JPMorgan, Citi profits improve amid signs of recovery
CHARLOTTE, N.C. (AP) — Two of the nation’s biggest banks — JPMorgan Chase and Citigroup — said Tuesday that their profits improved markedly over the summer, as the U.S. economy tried to bounce back from the coronavirus shutdowns that were imposed earlier this year.
Even so, both New York banks warned that much uncertainty remains about where the U.S. economy is headed, and top bank executives bluntly said there is a need for another economic stimulus package to keep the economy from slipping into recession again.
“A good, well-designed stimulus package will simply increase the chance we get better outcomes,” said JPMorgan’s Chairman and CEO Jamie Dimon in an conference call with reporters.
Both Citi and JPMorgan set aside fewer funds to cover potentially bad loans, contributing to the improvement in their third-quarter results. These loan-loss reserves, as they are known, are funds banks put aside when borrowers stop paying on their loans or there are economic signals that show a potential for more loans to go bad.
In the first months of the pandemic, banks set aside tens of billions of dollars to guard against bad loans as state and local economies came to a halt and millions of workers were laid off. Citi itself reserved about $15 billion over the first two quarters of 2020.
But in the third quarter, many cities and states started reopening their economies in phases — restaurants were allowing diners to sit outside and businesses brought limited numbers of workers back to the offices, among other actions. Many economic indicators have markedly improved since the pandemic shutdowns of April and May. For instance, unemployment, albeit still high, is down from historic records earlier in the year.
This has led a good number of investors and economists to predict that — at least economically — the worst is over when it comes to the pandemic.
JPMorgan had $611 million in loan loss provisions this quarter, a fraction of the $10.47 billion the bank set aside in the second quarter.

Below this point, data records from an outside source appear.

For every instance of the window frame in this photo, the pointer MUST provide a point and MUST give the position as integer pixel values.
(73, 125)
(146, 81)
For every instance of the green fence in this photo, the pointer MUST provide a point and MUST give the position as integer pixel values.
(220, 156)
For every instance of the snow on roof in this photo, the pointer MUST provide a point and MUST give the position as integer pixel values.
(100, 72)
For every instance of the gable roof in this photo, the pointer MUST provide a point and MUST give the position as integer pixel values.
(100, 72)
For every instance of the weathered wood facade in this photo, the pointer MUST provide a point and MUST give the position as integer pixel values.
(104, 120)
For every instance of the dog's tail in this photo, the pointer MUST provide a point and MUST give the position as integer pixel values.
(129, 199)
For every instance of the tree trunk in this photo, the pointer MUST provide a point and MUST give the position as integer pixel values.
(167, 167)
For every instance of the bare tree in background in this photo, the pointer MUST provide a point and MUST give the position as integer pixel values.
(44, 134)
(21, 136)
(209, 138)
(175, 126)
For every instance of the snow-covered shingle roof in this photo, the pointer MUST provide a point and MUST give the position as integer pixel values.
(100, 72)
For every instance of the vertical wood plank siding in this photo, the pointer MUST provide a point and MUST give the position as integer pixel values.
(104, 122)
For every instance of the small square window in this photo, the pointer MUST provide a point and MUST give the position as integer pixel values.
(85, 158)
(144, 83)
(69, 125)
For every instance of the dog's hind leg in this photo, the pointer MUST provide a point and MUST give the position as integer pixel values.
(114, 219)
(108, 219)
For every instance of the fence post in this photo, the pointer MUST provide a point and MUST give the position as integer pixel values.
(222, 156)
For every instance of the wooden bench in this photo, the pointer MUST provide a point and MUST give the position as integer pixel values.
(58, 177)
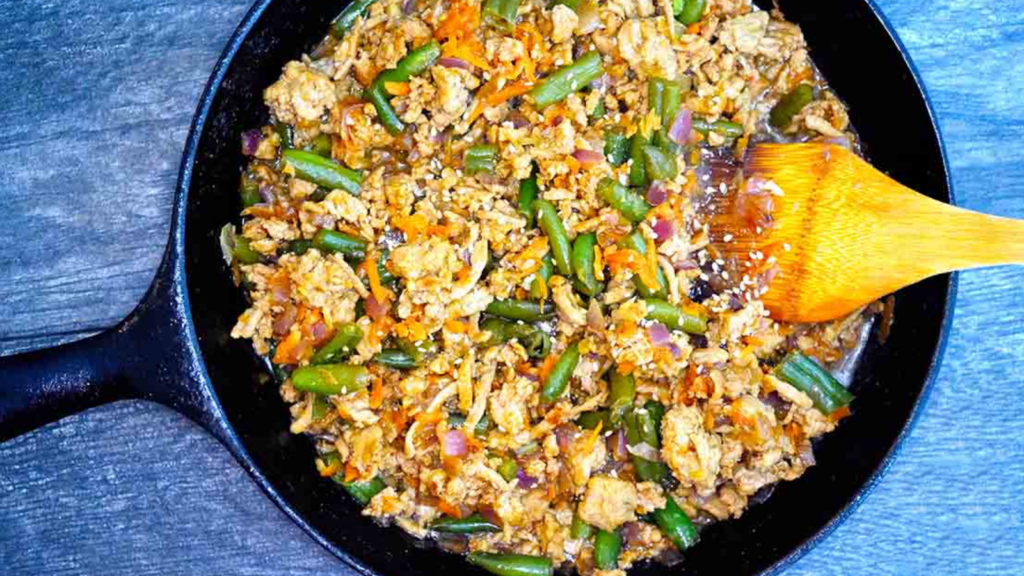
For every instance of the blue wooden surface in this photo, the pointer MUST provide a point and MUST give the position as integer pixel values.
(96, 99)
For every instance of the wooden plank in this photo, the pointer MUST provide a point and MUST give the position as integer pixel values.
(134, 489)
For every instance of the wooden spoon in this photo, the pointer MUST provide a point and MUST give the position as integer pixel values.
(828, 234)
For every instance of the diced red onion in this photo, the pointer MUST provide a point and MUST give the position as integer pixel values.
(455, 444)
(616, 446)
(525, 481)
(658, 334)
(588, 158)
(681, 127)
(645, 451)
(449, 62)
(656, 194)
(663, 230)
(563, 435)
(250, 141)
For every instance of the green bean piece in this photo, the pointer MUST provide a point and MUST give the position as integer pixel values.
(377, 94)
(249, 191)
(616, 147)
(580, 530)
(672, 97)
(645, 469)
(323, 171)
(501, 13)
(727, 129)
(525, 311)
(791, 105)
(473, 524)
(674, 318)
(333, 241)
(420, 352)
(528, 191)
(635, 241)
(583, 262)
(607, 546)
(692, 11)
(809, 377)
(567, 79)
(543, 275)
(297, 247)
(480, 158)
(244, 252)
(659, 165)
(558, 379)
(508, 468)
(321, 407)
(630, 203)
(590, 420)
(344, 341)
(624, 391)
(638, 171)
(321, 146)
(286, 133)
(676, 525)
(552, 225)
(331, 379)
(347, 16)
(394, 358)
(512, 565)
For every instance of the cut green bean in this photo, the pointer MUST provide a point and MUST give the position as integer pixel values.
(676, 525)
(552, 225)
(692, 11)
(508, 469)
(727, 129)
(791, 105)
(607, 546)
(501, 13)
(332, 241)
(528, 192)
(558, 379)
(473, 524)
(323, 171)
(809, 377)
(616, 147)
(580, 530)
(583, 263)
(629, 202)
(674, 318)
(567, 79)
(659, 166)
(244, 252)
(331, 379)
(635, 241)
(480, 158)
(590, 420)
(347, 16)
(624, 391)
(394, 358)
(520, 310)
(344, 341)
(512, 565)
(638, 172)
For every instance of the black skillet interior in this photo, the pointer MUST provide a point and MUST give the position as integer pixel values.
(864, 66)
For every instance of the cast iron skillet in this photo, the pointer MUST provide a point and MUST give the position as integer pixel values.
(174, 348)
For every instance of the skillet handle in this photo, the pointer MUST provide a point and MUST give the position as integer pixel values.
(151, 355)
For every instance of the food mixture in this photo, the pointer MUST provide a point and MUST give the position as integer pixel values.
(477, 260)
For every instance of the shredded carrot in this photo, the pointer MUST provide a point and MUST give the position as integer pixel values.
(381, 294)
(396, 88)
(377, 393)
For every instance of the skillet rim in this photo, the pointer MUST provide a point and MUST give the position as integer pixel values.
(232, 442)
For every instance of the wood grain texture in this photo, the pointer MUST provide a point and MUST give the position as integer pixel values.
(96, 103)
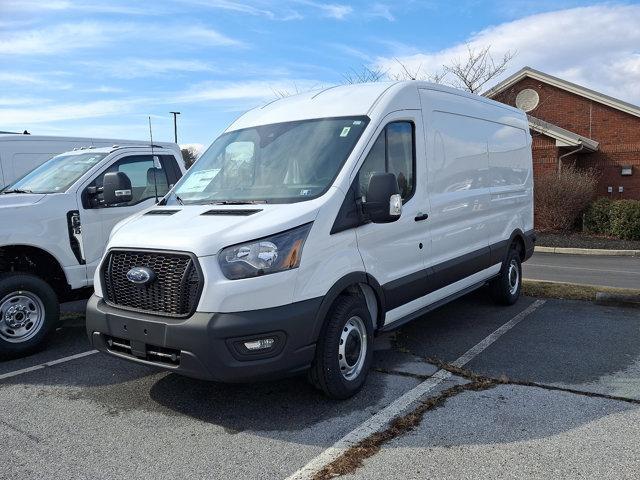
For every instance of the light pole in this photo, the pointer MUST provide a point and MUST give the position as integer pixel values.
(175, 126)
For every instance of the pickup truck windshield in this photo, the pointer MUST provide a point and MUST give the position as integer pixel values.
(280, 163)
(56, 174)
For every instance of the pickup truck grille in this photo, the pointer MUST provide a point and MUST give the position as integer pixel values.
(174, 291)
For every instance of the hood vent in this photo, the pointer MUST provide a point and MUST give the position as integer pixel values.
(161, 212)
(244, 212)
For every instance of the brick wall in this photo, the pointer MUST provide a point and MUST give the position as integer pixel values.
(617, 132)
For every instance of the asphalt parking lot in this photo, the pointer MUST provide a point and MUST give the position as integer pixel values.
(564, 403)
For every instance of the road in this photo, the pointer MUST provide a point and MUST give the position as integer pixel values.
(608, 271)
(99, 417)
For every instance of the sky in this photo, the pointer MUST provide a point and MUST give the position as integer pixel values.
(90, 68)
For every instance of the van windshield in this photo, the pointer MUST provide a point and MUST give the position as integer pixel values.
(56, 174)
(279, 163)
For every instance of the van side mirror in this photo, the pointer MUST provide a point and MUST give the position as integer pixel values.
(383, 202)
(116, 188)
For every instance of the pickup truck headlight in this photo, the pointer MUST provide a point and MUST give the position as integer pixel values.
(267, 255)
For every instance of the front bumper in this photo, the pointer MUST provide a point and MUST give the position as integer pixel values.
(209, 345)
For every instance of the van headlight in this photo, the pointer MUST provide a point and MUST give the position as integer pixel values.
(267, 255)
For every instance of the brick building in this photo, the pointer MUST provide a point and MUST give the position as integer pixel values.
(573, 124)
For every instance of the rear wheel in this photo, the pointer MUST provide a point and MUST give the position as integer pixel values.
(29, 313)
(505, 289)
(345, 349)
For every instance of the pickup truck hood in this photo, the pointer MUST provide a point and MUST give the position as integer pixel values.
(13, 200)
(205, 229)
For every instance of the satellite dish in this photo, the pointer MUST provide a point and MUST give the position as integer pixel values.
(527, 99)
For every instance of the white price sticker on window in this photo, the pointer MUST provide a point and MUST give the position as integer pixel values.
(198, 181)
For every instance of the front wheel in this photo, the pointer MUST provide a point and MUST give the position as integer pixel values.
(29, 313)
(505, 289)
(345, 349)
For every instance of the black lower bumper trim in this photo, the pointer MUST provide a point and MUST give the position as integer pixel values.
(205, 345)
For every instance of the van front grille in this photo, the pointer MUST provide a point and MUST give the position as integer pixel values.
(174, 291)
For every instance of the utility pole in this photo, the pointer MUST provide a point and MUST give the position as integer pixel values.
(175, 126)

Meanwhile Citigroup’s provision for credit losses was $2.26 billion in the third quarter compared to $7.9 billion the quarter before.
“It is as if COVID-19 never happened,” said Octavio Marenzi, CEO of Opimas, a management consultancy firm, talking about JPMorgan’s loan loss reserves.
But the optimism may be short lived. While Dimon said that if things keep improving, the bank was “over-reserved by $10 billion,” he warned that if the U.S. economy slips back into recession “we are under reserved by $20 billion.” A $30 billion swing in loan-loss reserves is massive for a bank whose quarterly revenue in the third quarter was roughly $29 billion.
JPMorgan reported a profit of $9.44 billion, or $2.92 a share, for the July to September period. That’s up from a profit of $9.08 billion, or $2.68 per share, in the same period a year earlier. The results beat analysts’ expectations for earnings of $2.23 a share, according to FactSet.
Along with fewer loan losses, JPMorgan also had a solid quarter in its investment bank. The division reported profits 52% higher than a year earlier, helped by a surge of revenue from its trading desks.
Citi said its third-quarter net income fell to $3.23 billion from $4.91 billion a year earlier. Per-share earnings for the latest quarter were $1.40. That result topped Wall Street expectations.
JPMorgan and Citi were the first of the major banks to report its results this week. Bank of American and Wells Fargo, the consumer banking giants, will report their results on Wednesday. Investment bank Goldman Sachs will also report its results.